The other pair has to do with what happens when you cut off emotions from behavior. And there are two dangers: one is legalism, and the other is antinomianism. The meaning of legalism is thinking that doing is the essence, that doing is what makes a church good. And it’s always external. Nobody was better externally than the Pharisees. And Jesus was always pointing out, “But inside, you are dead men’s bones.” So how do you keep legalism from happening in your church? By constantly telling both the wicked and the righteous what matters is the heart. Jesus said, “Out of the abundance of the heart, the mouth speaks.” So don’t try to clean up the mouths of your people. That just puts a mask on the problem. We must press on to the inside, and give them the kind of heart by the power of the Holy Spirit that will produce the kind of fruit that God wants.

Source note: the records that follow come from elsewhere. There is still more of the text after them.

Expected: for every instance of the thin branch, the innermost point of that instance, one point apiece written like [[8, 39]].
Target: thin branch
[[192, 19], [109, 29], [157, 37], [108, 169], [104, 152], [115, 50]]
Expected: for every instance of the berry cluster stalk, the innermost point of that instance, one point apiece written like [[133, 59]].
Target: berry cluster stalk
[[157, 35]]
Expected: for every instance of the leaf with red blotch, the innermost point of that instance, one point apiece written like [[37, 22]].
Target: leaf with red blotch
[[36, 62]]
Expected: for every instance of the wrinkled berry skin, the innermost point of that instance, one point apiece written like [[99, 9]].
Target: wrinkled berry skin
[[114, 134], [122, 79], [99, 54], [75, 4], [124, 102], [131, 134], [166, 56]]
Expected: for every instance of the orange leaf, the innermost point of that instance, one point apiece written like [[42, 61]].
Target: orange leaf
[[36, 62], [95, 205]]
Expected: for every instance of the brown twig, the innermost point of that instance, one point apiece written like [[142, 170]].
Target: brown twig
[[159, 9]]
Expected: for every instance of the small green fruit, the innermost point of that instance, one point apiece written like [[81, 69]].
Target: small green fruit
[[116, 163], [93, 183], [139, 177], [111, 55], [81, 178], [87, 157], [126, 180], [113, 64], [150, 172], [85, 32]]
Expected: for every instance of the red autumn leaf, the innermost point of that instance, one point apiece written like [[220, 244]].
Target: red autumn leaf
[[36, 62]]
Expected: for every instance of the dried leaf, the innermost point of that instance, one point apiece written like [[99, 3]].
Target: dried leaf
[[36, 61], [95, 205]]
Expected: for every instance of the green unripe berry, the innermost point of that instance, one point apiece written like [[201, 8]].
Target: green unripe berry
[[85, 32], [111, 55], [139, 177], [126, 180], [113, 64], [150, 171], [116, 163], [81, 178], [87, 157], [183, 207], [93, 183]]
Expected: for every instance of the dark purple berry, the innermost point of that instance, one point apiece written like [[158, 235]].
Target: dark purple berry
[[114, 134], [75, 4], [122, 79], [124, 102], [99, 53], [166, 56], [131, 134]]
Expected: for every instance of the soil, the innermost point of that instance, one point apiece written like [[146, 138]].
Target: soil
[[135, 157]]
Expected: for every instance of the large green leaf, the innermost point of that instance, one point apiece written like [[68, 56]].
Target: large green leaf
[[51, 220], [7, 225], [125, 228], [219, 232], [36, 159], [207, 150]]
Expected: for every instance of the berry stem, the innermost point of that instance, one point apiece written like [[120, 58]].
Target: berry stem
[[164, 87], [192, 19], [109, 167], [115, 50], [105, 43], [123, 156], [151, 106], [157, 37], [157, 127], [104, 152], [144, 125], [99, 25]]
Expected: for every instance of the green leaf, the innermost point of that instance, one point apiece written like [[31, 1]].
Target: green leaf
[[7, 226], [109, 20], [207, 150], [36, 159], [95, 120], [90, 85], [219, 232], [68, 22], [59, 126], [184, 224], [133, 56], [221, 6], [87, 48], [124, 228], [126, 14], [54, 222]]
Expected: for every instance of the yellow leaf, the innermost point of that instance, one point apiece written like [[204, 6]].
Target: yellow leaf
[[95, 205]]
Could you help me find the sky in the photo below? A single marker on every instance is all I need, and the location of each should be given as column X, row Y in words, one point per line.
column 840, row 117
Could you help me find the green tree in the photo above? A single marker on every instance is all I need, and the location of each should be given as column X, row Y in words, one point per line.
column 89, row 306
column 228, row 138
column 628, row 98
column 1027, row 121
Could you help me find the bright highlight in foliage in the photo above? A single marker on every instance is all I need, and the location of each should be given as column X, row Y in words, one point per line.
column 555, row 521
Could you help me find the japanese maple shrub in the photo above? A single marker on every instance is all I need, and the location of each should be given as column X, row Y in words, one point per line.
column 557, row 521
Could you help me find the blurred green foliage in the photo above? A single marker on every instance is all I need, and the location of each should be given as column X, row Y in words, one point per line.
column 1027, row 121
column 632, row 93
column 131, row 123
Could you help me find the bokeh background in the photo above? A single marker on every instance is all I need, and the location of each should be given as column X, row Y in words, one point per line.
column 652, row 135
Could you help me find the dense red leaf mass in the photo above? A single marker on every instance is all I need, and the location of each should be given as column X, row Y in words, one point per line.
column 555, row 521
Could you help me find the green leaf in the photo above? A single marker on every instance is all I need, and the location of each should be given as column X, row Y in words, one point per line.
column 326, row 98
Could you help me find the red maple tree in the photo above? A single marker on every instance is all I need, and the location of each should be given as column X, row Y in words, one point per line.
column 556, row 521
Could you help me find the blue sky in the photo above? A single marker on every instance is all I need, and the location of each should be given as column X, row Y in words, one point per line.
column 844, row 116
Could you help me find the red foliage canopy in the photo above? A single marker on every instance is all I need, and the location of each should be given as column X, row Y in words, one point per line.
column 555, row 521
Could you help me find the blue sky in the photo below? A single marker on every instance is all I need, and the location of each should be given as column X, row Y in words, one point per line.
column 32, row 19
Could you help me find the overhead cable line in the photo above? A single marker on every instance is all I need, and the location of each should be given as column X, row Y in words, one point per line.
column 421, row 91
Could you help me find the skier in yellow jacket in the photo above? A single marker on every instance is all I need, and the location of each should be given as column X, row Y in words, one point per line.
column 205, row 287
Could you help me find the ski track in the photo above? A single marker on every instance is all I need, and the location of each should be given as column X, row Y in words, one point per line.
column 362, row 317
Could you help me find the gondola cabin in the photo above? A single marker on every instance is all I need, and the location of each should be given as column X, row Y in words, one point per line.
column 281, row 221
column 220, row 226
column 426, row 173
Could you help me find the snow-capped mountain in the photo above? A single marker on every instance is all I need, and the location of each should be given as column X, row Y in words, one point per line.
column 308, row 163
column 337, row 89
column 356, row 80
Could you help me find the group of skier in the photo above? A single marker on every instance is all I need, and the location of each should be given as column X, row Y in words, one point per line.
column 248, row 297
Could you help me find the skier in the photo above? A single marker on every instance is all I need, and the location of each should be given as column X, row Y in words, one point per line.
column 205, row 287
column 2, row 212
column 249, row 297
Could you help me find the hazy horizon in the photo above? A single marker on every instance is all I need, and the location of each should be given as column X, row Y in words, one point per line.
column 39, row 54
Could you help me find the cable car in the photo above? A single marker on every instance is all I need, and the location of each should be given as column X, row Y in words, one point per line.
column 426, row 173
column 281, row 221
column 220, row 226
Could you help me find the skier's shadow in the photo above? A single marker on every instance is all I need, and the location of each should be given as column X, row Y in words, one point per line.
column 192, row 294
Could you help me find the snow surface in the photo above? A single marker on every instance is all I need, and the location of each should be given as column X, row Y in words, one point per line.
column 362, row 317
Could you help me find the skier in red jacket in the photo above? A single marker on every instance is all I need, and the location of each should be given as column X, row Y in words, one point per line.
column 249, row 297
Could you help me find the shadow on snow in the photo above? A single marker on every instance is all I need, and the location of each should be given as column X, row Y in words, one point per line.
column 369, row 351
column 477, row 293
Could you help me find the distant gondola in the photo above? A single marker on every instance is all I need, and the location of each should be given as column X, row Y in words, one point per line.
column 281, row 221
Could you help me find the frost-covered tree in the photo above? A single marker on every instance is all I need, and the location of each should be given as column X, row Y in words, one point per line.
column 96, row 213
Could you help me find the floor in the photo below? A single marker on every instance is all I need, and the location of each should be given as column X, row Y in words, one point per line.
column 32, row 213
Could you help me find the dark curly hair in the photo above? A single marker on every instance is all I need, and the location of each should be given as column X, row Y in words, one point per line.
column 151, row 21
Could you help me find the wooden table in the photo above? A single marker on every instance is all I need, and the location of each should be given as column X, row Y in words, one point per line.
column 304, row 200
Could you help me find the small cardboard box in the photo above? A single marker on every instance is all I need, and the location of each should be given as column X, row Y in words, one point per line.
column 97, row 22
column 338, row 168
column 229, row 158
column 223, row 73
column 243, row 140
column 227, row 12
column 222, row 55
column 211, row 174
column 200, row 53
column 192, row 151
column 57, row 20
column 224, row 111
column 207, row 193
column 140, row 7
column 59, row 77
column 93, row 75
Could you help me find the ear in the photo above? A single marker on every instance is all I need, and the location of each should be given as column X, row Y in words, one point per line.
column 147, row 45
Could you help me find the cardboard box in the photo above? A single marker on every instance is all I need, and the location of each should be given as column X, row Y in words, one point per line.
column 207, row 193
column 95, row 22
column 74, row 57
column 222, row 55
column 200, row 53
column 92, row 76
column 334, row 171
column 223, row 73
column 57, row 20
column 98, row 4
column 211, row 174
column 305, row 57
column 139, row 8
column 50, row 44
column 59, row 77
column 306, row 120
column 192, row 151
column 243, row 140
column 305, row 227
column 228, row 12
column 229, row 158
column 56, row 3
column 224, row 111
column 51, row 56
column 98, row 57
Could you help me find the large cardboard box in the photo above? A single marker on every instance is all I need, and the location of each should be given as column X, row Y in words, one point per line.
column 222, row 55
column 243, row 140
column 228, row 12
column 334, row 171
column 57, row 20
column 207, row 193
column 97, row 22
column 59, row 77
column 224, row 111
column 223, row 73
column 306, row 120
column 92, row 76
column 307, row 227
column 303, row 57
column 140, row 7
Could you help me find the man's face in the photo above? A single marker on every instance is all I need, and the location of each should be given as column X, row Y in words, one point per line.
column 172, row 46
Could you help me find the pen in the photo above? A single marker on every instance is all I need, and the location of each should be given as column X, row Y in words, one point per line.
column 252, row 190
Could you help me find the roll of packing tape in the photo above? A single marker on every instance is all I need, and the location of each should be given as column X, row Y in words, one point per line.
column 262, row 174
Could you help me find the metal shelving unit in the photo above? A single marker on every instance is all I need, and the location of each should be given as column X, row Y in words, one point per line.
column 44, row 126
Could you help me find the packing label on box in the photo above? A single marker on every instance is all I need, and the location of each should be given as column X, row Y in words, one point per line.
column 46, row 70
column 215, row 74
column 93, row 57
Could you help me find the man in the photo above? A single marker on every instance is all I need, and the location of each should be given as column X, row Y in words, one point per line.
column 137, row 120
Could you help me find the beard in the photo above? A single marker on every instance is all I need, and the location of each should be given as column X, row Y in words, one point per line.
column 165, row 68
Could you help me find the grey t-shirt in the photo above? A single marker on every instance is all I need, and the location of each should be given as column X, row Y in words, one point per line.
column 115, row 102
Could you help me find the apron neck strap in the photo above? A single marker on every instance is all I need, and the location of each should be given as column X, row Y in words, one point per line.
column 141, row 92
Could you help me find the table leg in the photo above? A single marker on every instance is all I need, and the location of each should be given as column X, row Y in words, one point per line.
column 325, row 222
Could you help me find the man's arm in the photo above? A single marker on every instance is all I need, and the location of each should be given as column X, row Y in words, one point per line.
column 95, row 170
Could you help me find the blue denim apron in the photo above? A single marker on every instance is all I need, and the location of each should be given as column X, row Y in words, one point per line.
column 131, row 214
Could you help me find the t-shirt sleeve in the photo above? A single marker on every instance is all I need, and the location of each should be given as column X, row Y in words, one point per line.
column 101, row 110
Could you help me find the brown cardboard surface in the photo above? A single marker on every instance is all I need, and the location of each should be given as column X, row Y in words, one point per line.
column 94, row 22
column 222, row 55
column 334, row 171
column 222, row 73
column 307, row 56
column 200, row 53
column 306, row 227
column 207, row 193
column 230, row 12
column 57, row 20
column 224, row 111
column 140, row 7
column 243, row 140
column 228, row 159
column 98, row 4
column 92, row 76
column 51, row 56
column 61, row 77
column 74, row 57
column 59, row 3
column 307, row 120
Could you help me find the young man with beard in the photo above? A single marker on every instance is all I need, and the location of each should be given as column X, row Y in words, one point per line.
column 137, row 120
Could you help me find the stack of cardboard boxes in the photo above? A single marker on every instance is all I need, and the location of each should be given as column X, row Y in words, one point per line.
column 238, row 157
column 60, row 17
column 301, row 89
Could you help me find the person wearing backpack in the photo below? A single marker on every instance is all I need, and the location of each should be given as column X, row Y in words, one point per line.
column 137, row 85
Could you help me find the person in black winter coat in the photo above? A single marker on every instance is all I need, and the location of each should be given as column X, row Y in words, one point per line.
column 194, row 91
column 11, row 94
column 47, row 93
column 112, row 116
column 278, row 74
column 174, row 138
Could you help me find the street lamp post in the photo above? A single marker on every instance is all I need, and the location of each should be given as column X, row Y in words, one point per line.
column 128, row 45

So over here you have legalism — that is, an emphasis on externals and behaviors without any deep, wonderful reality in the heart — and then you get the reaction among younger people (often) who say, “I don’t want any of that hypocrisy.” And then they’re going to have their Christian freedom and do anything they want. And I don’t think the remedy for that is to become legalistic. The gospel is very risky business. When the gospel is rightly preached, people say, “Shall we sin, that grace may abound?” That’s how wonderful the gospel is. It sounds too good to be true. So that’s the end of point number five. Those are the implications for wider evangelicalism. These two pairs of errors.

Where we’re going to go, Lord willing, tomorrow evening, is that I have said that right doctrine is supposed to yield right feeling. So we will ask, what is right doctrine? And why is right thinking important? But the main point, one more time, is that God is most glorified in us when we are most satisfied in him. The implications of that are breathtaking.